Fake Course Listings from UNC Academic Fraud Scandal
According to a recent report, for 18 years advisers at the University of North Carolina funneled thousands of student-athletes into fake classes to pad their GPAs and keep them eligible for sports.
The following are the course descriptions for some of these nonexistent classes:
I Dunno. Math, I Guess? 103 (3 Course Hours):
This course will revisit the fundamentals of ‘well, math and math-related topics, I suppose. Students will want to have taken some other ‘math classes? Whatever, just bring a calculator.
Litterecy 203 (1 Corse Our):
This 1 will help the studens withe there reeding an riting.
Slam Dunking 900 (3 Course Hours):
Allows students to claim credits for slam dunks they were going to perform anyway. Great course for busy athletes.
Transcript Forgery 100 (4 Course Hours):
This actual, real class will cover the basics of falsifying grades to artificially inflate GPAs. Highly recommended for anyone “taking” any other class in this catalog.
Gender Studies 304 – Experiential Narratives Seminar (8 Course Hours):
Students will discuss sexual experiences with the goal of discerning which students are superior.
Film Studies 301 – Adaptations of Young Adult Literature and the Female Gaze (4 Course Hours):
All you need to do to pass this class is check a box for “Team Peeta.” If you check “Team Gale” you will be expelled because then it’s like did you even read Book 3?
Criminal Justice 202 (3 Course Hours):
Students pass this course if they are able to successfully talk the police out of charging them with criminal offenses like sexual assault, dog fighting, weapons possession, failure to yield at a stop sign, stealing a stop sign, sexual assault of a stop sign, etc.
Advanced Astrophysics G-4001 (8 Course Hours):
It’s a lot easier than people think.
Sociology 204c – Topics In Inter-Generational Value (3.5 Course Hours):
Students will get credit for meeting and extracting money from older alumni.

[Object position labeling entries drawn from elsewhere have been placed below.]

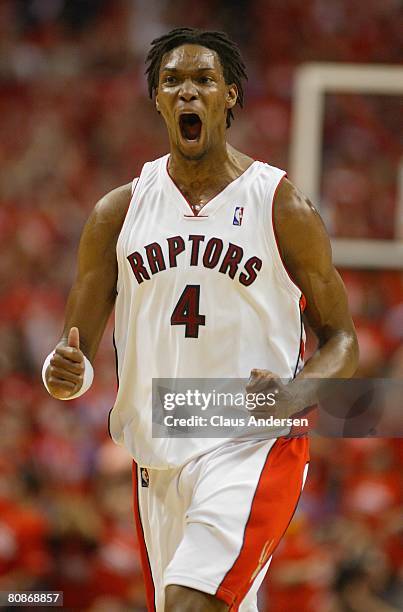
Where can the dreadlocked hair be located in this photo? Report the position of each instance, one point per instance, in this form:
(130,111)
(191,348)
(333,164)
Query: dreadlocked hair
(234,69)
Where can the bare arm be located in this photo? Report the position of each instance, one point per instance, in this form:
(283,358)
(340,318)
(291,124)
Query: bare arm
(92,296)
(305,247)
(306,252)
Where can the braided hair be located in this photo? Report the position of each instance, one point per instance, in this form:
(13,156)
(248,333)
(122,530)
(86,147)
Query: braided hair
(234,69)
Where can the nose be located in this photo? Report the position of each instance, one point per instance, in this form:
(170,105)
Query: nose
(188,91)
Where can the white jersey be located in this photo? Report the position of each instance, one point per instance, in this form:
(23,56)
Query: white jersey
(198,296)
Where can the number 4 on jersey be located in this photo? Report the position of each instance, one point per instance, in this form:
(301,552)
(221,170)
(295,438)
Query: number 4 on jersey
(186,311)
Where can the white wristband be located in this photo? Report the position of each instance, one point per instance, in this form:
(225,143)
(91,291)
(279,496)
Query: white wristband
(87,379)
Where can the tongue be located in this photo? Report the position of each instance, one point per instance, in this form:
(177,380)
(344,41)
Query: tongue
(191,127)
(192,131)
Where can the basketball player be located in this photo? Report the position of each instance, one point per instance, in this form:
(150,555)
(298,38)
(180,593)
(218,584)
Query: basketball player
(194,255)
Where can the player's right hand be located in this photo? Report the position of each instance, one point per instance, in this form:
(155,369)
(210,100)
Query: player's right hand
(65,373)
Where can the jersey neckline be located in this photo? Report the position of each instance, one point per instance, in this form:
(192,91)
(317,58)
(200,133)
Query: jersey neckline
(227,189)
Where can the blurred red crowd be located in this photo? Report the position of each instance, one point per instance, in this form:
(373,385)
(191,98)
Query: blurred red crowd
(76,123)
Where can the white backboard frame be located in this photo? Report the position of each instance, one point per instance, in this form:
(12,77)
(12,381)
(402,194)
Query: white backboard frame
(313,81)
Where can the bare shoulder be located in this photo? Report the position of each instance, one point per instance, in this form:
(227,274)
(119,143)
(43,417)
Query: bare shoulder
(112,207)
(301,233)
(101,231)
(106,219)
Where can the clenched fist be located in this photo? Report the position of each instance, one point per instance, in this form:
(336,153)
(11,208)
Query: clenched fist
(65,374)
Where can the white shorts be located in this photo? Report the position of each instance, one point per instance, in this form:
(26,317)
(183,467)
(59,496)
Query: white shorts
(214,523)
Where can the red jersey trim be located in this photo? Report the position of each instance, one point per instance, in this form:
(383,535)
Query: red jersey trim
(272,509)
(145,560)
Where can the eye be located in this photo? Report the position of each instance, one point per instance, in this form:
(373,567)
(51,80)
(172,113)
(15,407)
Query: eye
(205,80)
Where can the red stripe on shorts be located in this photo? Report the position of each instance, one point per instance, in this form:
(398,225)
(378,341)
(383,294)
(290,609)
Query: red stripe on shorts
(145,561)
(273,506)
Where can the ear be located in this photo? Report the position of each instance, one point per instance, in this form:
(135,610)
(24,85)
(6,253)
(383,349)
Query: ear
(157,104)
(232,96)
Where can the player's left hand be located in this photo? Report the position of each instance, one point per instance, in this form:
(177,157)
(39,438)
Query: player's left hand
(264,381)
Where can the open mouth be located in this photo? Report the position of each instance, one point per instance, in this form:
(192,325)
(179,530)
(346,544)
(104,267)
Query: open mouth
(190,126)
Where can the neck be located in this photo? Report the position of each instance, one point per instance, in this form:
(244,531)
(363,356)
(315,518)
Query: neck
(217,166)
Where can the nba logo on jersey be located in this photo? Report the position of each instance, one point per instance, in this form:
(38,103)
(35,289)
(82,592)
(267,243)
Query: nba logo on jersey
(238,215)
(145,479)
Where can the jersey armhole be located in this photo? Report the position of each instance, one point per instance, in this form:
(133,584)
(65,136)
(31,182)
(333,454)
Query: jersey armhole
(279,264)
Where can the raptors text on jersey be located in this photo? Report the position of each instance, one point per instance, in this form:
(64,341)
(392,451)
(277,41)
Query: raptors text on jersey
(198,296)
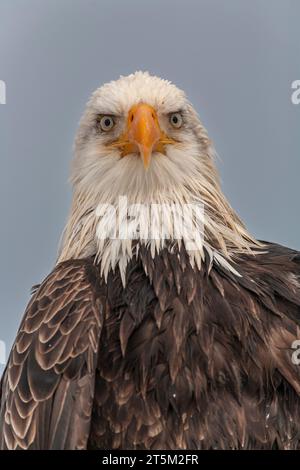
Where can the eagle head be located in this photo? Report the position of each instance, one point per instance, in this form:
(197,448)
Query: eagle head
(141,139)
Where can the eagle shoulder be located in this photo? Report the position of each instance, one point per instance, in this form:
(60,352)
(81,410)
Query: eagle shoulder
(48,384)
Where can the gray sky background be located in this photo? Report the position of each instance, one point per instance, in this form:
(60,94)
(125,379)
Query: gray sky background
(236,60)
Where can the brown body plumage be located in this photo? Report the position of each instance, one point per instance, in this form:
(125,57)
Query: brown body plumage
(179,359)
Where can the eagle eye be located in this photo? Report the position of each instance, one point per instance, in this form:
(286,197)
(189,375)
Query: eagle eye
(106,123)
(176,120)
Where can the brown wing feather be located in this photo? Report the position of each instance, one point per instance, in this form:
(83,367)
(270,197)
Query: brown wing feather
(48,385)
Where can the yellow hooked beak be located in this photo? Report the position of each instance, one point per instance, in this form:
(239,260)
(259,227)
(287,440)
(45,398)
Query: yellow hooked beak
(143,133)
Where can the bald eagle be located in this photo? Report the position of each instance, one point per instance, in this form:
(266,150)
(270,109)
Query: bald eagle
(150,332)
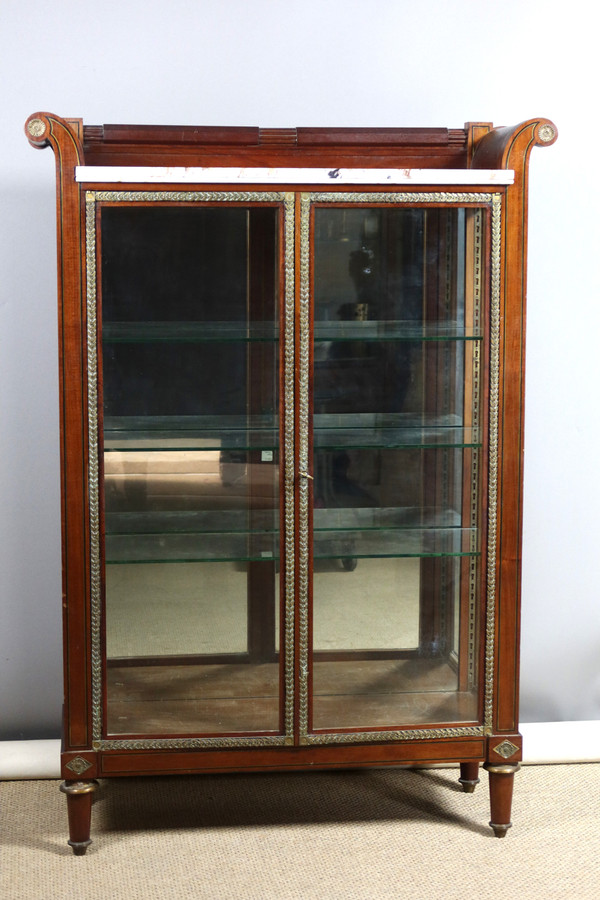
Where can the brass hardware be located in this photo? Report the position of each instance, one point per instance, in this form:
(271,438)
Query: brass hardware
(78,765)
(78,787)
(36,128)
(506,749)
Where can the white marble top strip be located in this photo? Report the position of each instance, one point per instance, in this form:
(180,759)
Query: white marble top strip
(231,175)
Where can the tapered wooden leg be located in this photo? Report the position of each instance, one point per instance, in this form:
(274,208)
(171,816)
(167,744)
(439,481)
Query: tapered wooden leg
(469,776)
(501,785)
(79,809)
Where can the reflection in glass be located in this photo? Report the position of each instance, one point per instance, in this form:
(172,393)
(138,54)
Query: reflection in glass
(190,373)
(396,464)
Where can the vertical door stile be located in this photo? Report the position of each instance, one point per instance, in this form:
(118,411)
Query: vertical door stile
(303,456)
(287,453)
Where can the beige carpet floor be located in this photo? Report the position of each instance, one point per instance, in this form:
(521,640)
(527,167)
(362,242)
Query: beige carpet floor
(390,834)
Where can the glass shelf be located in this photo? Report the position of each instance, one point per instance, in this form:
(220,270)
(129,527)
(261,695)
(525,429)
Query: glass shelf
(331,432)
(190,433)
(225,535)
(394,330)
(192,332)
(188,332)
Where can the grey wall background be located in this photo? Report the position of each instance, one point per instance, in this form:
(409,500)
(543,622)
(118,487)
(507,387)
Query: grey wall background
(312,62)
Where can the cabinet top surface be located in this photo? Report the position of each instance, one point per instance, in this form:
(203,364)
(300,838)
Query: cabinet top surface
(215,146)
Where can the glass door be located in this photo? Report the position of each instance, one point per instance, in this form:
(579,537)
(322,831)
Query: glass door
(393,613)
(192,314)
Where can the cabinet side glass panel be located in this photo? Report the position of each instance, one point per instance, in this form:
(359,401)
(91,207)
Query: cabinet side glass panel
(396,466)
(190,486)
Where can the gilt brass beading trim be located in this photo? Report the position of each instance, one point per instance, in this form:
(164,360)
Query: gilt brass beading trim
(412,734)
(303,462)
(289,428)
(473,199)
(92,198)
(490,636)
(93,486)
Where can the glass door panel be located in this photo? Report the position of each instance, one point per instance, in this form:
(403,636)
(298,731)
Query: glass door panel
(190,431)
(396,465)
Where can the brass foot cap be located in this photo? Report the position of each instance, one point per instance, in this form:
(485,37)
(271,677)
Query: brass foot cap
(468,784)
(79,847)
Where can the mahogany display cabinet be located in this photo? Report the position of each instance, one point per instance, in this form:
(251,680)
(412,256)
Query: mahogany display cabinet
(291,383)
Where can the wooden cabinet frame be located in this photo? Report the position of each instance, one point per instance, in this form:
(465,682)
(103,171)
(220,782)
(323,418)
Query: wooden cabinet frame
(297,169)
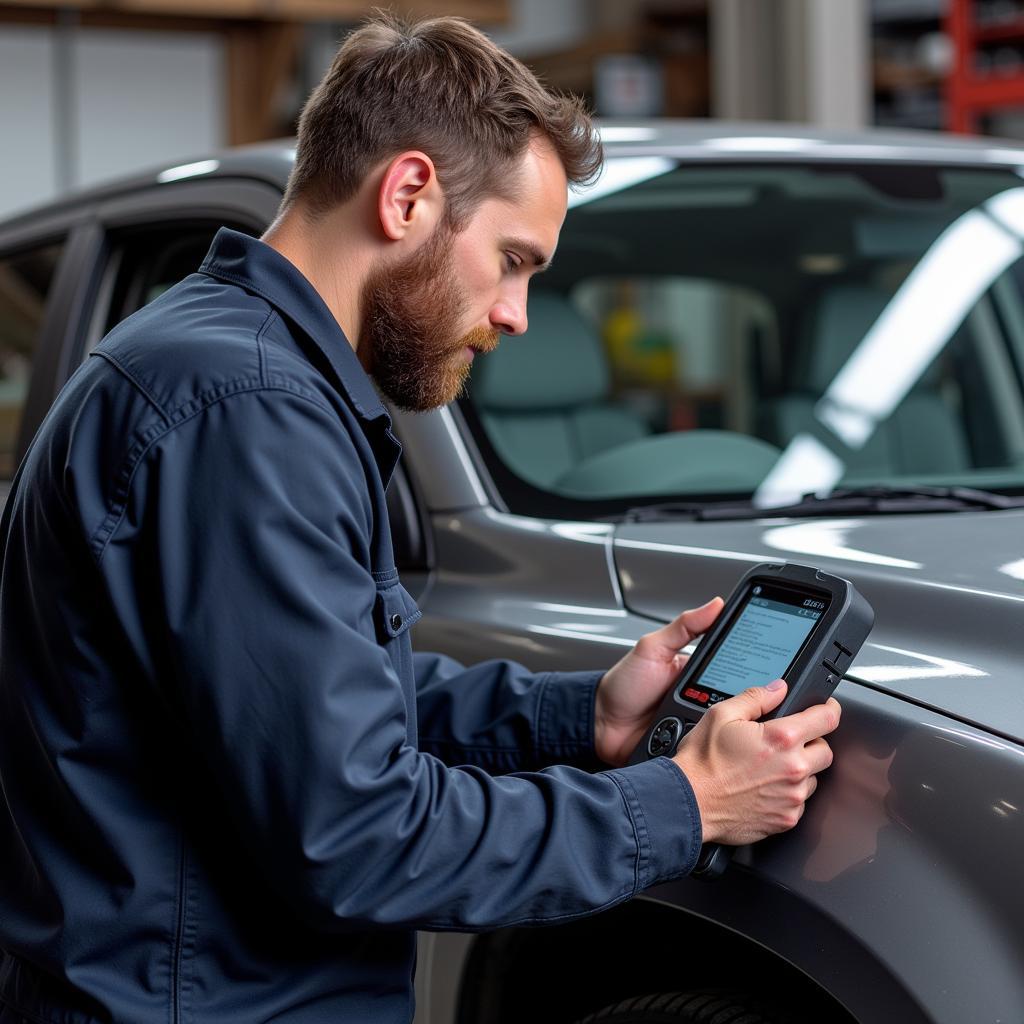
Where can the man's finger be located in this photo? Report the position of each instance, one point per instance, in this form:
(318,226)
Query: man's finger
(751,704)
(818,755)
(690,624)
(805,725)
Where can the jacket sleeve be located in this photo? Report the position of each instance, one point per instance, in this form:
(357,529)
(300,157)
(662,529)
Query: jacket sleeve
(254,517)
(502,717)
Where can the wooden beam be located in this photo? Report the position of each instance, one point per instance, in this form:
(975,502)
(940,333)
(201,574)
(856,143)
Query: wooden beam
(261,57)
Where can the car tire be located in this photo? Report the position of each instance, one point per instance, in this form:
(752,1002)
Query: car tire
(711,1007)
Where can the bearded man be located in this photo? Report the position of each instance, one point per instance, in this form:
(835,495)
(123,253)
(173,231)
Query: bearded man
(232,794)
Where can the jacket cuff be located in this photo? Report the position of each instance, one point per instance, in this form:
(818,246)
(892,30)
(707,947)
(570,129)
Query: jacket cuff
(563,731)
(666,819)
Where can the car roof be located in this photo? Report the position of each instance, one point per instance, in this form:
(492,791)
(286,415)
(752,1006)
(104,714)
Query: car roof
(696,140)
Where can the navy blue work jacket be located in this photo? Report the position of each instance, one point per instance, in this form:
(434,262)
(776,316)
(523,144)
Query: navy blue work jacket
(231,792)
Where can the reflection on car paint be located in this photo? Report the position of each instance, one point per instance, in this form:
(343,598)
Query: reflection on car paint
(1015,568)
(934,668)
(828,539)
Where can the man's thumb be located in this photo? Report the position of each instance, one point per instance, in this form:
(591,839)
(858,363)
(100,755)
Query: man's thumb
(755,701)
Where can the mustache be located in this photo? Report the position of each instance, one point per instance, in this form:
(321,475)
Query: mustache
(481,338)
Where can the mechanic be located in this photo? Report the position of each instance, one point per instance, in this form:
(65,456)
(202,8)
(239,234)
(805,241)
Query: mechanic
(232,794)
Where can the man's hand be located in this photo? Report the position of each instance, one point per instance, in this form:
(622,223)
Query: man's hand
(752,778)
(632,689)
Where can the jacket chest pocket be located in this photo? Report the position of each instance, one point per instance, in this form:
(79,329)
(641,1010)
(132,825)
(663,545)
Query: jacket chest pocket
(394,612)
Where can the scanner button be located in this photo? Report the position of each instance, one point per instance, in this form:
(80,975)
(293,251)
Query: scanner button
(841,657)
(665,736)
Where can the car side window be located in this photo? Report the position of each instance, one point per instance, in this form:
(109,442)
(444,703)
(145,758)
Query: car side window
(147,262)
(26,279)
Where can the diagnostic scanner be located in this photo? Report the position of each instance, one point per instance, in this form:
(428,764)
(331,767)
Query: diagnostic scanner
(782,621)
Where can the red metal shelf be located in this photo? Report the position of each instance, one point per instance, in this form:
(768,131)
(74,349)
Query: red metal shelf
(969,94)
(1004,32)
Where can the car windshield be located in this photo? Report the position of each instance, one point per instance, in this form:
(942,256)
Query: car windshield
(766,331)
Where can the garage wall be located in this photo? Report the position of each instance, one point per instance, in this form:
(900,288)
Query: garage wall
(28,142)
(81,105)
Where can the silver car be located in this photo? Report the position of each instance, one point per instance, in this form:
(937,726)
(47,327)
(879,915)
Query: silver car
(755,344)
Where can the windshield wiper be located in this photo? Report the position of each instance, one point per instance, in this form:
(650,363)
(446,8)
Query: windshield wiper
(852,501)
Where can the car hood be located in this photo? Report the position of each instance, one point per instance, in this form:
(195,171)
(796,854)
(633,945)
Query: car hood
(947,591)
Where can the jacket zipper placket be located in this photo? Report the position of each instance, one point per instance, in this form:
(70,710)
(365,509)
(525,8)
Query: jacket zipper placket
(178,936)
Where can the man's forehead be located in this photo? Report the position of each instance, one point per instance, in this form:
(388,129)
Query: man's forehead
(530,220)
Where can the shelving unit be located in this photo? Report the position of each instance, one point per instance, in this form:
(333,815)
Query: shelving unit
(987,73)
(907,87)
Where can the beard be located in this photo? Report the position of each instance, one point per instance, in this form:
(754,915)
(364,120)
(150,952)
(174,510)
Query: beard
(406,341)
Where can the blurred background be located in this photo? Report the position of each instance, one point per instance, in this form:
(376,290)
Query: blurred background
(90,89)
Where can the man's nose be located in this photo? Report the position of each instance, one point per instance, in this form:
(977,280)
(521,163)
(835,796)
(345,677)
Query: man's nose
(509,316)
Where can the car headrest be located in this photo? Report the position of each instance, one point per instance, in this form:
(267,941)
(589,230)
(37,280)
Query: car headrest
(558,363)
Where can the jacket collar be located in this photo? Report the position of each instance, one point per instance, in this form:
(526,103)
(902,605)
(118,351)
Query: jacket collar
(244,260)
(241,259)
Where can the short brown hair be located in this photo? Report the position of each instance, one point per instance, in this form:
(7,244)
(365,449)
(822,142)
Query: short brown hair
(442,87)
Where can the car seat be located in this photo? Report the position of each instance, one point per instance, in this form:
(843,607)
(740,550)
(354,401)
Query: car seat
(543,396)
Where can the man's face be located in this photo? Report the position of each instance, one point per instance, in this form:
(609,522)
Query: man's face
(426,314)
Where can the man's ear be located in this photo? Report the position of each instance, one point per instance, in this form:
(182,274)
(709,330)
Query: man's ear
(410,201)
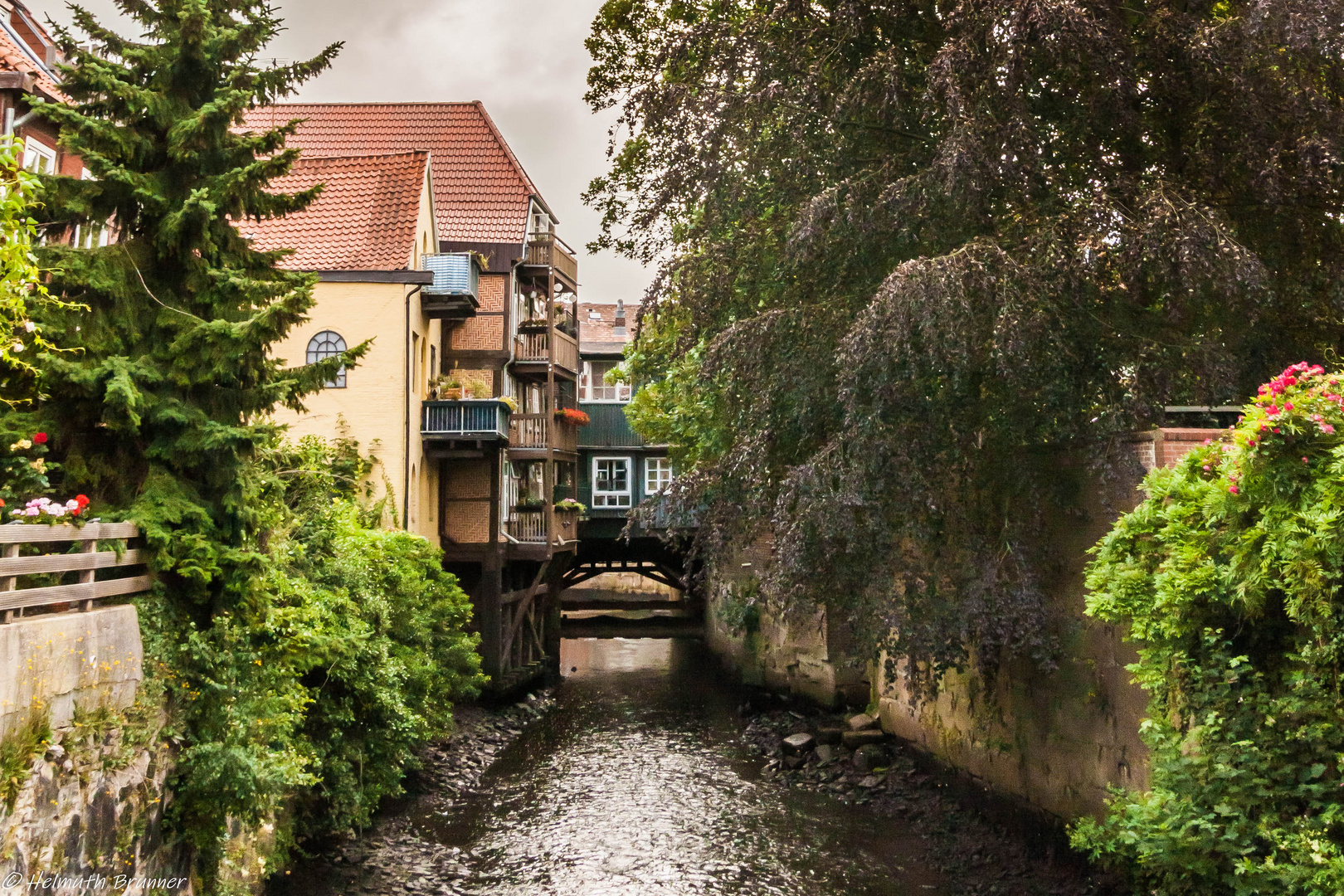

Honors Meteorology 101b (4 Course Hours):
Students do not need to enroll at the start of the semester, but four credit hours will automatically be granted to any student-athlete who feels a little glum when it’s rainy out.
Hiding 101 (2 Course Hours):
Students will receive full credit so long as they never show up for class even once. No prerequisites.
Technical Sleeping 304 (500+ Course Hours):
An advanced sleeping class, where students will build on their snoozing and dozing skills from previous semesters. Classes will be held in each individual student’s dorm room every night from 11 p.m. until 9 a.m.